Acalenta-me,
de facto, esta luz alaranjada. Qual flâmula daquelas que, de pedra, se vêem nas
esquinas dos telhados e nos jazigos dos cemitérios. «Candeeiro de sal dos
Himalaias». Reza a publicidade, porque eu nunca tinha ouvido falar: «A cor alaranjada que emite ajuda a
criar uma atmosfera equilibrada de tranquilidade, ideal para relaxar, meditar
ou se concentrar». Pode ser sugestão, mas até estou propenso a acreditar que
neutraliza mesmo esses tais iões positivos, prejudiciais ao organismo.
Ao invés, sobre os malefícios do sal tenho a cabeça cheia, como a de toda a gente: faz mal, não se pode abusar dele, um veneno!...
Do curso de História guardo duas recordações.

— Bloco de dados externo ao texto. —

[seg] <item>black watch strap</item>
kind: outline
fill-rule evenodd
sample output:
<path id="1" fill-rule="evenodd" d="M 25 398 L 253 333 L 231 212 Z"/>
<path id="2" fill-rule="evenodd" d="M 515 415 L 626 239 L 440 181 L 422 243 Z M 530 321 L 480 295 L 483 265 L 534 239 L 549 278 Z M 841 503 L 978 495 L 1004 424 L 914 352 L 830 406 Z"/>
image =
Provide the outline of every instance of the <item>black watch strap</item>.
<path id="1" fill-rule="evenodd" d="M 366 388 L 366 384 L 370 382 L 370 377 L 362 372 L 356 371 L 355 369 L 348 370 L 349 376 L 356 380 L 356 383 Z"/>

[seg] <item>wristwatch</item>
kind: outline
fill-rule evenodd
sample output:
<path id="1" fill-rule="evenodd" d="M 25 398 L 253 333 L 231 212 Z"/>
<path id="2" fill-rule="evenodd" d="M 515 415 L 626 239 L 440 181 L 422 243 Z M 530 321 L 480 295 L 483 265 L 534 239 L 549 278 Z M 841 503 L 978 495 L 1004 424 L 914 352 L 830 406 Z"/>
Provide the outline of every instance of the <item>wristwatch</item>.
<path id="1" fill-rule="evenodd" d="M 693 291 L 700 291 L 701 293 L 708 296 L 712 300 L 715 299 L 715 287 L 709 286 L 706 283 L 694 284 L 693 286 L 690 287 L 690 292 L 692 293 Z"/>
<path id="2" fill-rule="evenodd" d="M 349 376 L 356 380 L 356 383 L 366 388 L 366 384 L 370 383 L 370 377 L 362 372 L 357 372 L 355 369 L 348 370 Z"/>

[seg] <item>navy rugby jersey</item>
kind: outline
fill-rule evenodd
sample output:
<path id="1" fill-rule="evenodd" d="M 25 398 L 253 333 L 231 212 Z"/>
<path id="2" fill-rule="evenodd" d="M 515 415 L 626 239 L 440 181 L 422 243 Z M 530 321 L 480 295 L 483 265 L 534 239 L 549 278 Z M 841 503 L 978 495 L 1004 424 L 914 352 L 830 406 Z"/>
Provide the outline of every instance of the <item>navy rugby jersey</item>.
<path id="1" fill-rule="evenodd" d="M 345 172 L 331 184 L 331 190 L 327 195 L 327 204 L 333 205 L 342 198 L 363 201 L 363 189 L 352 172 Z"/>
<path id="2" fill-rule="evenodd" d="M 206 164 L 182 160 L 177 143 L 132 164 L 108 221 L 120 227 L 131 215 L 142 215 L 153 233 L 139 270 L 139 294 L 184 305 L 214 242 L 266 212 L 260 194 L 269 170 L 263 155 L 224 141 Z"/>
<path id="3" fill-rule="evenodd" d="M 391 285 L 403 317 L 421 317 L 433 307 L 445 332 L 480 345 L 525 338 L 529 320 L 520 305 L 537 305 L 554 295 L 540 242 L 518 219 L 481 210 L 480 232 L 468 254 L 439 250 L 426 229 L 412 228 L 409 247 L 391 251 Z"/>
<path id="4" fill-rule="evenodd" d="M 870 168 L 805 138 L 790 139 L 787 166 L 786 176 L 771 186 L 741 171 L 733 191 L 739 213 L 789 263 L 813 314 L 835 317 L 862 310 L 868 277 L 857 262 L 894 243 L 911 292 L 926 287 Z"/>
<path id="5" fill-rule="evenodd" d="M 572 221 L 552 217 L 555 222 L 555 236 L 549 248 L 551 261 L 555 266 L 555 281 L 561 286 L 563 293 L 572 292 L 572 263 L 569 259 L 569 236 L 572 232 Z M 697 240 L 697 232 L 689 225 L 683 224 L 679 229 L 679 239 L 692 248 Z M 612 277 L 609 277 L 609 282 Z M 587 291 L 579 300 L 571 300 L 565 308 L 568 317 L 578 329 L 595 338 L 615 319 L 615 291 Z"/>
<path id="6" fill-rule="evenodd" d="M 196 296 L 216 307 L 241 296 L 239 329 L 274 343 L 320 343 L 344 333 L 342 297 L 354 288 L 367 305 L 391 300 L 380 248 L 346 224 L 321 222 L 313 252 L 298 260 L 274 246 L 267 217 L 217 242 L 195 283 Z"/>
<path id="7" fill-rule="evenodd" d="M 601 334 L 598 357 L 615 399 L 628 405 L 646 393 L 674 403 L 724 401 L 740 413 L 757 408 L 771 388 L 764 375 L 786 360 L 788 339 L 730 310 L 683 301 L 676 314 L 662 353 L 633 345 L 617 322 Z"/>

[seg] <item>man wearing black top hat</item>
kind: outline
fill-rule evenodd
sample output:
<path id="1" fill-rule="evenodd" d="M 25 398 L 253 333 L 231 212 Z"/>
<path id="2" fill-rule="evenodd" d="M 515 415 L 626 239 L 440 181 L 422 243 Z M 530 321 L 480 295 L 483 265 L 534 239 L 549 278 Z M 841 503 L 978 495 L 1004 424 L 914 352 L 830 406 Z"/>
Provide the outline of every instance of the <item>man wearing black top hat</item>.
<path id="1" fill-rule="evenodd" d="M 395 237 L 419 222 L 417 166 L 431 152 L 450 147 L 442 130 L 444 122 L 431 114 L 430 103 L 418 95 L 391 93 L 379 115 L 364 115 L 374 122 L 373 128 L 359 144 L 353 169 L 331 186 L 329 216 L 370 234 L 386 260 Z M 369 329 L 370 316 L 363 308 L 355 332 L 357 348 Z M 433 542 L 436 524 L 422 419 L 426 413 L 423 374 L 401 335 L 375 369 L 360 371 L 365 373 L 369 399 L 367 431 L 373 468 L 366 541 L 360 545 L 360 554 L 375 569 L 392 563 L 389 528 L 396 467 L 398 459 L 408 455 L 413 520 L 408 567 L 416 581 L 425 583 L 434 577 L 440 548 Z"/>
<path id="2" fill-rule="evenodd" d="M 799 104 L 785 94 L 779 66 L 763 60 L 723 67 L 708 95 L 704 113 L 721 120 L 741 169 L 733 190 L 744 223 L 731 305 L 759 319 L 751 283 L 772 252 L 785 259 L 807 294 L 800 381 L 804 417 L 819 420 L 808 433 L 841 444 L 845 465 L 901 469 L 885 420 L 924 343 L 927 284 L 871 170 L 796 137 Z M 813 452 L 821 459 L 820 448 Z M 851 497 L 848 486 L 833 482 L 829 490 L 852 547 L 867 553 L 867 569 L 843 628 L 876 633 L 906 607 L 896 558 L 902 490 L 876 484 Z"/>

A primeira, relacionada com a importância do sal do estuário do Sado, bem posta em evidência pela professora Virgínia Rau – veja-se, a título de exemplo, o livro Estudos sobre a História do Sal Português (Editorial Presença, 1984).
A segunda causou-me
espécie, porque sempre pensei em sal marinho e as salinas de Rio Maior ainda
não haviam entrado no meu imaginário, embora soubesse vagamente da existência
de sal-gema. Prende-se essa segunda recordação com o professor de Expansão nos contou acerca do negócio de tribos da metade norte de África, que os Portugueses teriam descoberto: uma tribo trazia uma porção de sal,
depositava-a no sítio combinado e retirava-se; vinham os da outra tribo,
deixavam o dinheiro e iam-se embora; nunca se encontravam. Se a primeira
ficasse com o dinheiro, considerava-se o negócio feito; se não, os segundos
aumentava a parada. Era assim, dizia-nos o professor, porque o sal era deveras
valioso e o segredo da sua origem precisava de se manter. Aliás, acrescentava,
não esqueçam que a palavra ‘salário’ vem de sal, o equivalente a uma porção de
sal.
Quanto aos
Himalaias, lembram-me sempre o João Garcia, que escalou o Evereste. Quando, um
dia, me encaminhava com ele para os estúdios da rádio onde o ia entrevistar,
estacou de repente, olhou para a alta antena e perguntou: «Como é que vocês
vão lá acima?». Nunca tal me preocupara. E compreendi, mais uma vez, como as
ocupações que temos formatam, de certo modo, os nossos pensamentos. Ele, homem das alturas, pensou logo como é que se iria lá ao topo! E percebi que a
presença desses pensamentos – positivos ou negativos – formatam, queiramos ou não, o nosso
dia-a-dia…
José d’Encarnação
Publicado em Renascimento (Mangualde), nº 805, 1 de Setembro de 2021, p. 12.
Por este belo texto fui levada a pensar no sal da vida, diferente para cada um de nós, mas sempre sal, tempero, elemento de maior valor. O que motiva um alpinista, um escalador, estará sempre no topo. O que encanta um arqueólogo costuma estar no subsolo, mas esse é o seu topo. O procedimento entre as tribos africanas para o negócio do sal é bem curiosa. E a imagem de candeeiros de sal dos Himalaias que acompanha as palavras, belíssima. Em todos estes textos aprendo sempre, mas o melhor é deliciar-me com a leitura. Um abraço.